Labour has already demanded an investigation by the Prime Minister's standards adviser into Ms Patel's meetings with the Israeli government, claiming they involved four "serious breaches" of the ministerial code.

Before the extra meetings were revealed, Downing Street insisted Mrs May continued to have confidence in Ms Patel after giving her a dressing down on Monday over her trip to Israel.

Shortly before the latest revelations, ITV News Political Editor Robert Peston said that the prime minister's patience with Ms Patel was "almost exhausted", tweeting: "If it turns out there is anything else about Israel trip she hasn't revealed, she's toast, I am told."

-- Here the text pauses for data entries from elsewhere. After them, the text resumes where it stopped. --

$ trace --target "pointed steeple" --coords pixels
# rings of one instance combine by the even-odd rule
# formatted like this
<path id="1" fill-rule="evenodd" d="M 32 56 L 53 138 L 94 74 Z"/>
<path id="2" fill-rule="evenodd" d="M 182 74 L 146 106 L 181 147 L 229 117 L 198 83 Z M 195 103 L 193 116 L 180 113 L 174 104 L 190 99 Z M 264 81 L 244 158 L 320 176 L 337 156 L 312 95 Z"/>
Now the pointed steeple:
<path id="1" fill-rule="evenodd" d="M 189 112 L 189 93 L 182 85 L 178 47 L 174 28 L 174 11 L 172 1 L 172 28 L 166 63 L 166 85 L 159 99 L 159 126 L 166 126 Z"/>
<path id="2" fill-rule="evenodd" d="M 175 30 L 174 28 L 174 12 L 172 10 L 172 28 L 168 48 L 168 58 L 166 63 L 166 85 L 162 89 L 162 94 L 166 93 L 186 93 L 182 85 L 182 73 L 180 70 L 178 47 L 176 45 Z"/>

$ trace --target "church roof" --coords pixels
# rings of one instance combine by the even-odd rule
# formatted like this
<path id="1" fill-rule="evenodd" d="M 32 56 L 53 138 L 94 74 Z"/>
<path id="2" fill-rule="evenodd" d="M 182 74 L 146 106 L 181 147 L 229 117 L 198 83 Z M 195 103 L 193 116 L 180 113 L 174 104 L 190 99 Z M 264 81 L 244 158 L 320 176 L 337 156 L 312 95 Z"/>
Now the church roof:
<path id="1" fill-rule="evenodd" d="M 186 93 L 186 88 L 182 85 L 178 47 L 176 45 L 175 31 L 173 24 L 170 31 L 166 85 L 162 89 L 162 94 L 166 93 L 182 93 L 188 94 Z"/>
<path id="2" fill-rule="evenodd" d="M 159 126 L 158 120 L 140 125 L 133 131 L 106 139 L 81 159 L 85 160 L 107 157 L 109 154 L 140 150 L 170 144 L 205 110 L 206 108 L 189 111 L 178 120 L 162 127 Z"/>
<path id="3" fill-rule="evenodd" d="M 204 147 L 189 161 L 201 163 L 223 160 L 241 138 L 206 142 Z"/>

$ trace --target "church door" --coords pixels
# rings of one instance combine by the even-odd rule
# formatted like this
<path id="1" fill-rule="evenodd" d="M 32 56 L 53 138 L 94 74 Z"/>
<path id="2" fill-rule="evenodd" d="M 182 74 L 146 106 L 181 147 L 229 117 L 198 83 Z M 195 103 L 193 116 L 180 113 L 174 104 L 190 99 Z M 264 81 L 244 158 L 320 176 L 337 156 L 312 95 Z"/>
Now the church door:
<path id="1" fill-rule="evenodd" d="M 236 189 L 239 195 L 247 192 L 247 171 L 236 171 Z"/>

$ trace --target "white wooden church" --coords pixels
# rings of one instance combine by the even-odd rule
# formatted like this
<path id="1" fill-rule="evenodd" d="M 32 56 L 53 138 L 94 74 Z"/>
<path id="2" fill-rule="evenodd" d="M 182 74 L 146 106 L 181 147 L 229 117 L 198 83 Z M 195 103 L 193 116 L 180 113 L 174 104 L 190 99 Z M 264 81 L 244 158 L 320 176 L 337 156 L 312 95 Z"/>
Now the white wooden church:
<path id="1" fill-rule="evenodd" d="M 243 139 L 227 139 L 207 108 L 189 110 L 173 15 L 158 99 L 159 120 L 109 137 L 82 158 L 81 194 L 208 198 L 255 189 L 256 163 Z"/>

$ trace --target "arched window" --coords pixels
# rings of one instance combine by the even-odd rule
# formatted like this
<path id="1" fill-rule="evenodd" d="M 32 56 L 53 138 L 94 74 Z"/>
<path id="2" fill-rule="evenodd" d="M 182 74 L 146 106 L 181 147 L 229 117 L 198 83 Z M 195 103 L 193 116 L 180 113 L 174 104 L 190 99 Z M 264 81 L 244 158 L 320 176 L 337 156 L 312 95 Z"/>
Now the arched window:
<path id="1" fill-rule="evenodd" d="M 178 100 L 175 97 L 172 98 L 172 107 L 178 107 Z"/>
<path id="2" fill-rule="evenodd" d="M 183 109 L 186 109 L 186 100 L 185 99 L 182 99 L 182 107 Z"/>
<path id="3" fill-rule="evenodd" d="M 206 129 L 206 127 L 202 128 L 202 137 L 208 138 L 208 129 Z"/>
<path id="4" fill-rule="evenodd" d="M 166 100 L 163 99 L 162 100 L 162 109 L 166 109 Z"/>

Number 10 confirmed that Ms Patel had discussed the possibility of UK aid being used to support medical assistance for refugees from the Syrian civil war arriving in the Israeli-occupied Golan Heights.

However the Prime Minister's official spokesman was unable to say whether she had explained when she met Mrs May that the scheme would have involved supplying funding to the Israeli army.

Labour's shadow Cabinet Office minister Jon Trickett said there were "strong grounds" to believe that Ms Patel had broken the ministerial code's requirements for openness, collective responsibility, honesty and performing only those duties allocated to them by the PM.

On returning from her trip, Ms Patel commissioned Department for International Development (DfID) work on disability, humanitarian and development partnerships between Israel and the UK.

Ms Patel only made Mrs May aware of the meetings on Friday, more than two months after they took place, when reports began to emerge of talks she held with a politician and a disability charity.

The minister has apologised and admitted a "lack of precision" for suggesting last week that Foreign Secretary Boris Johnson knew about the trip, and that only two meetings had taken place.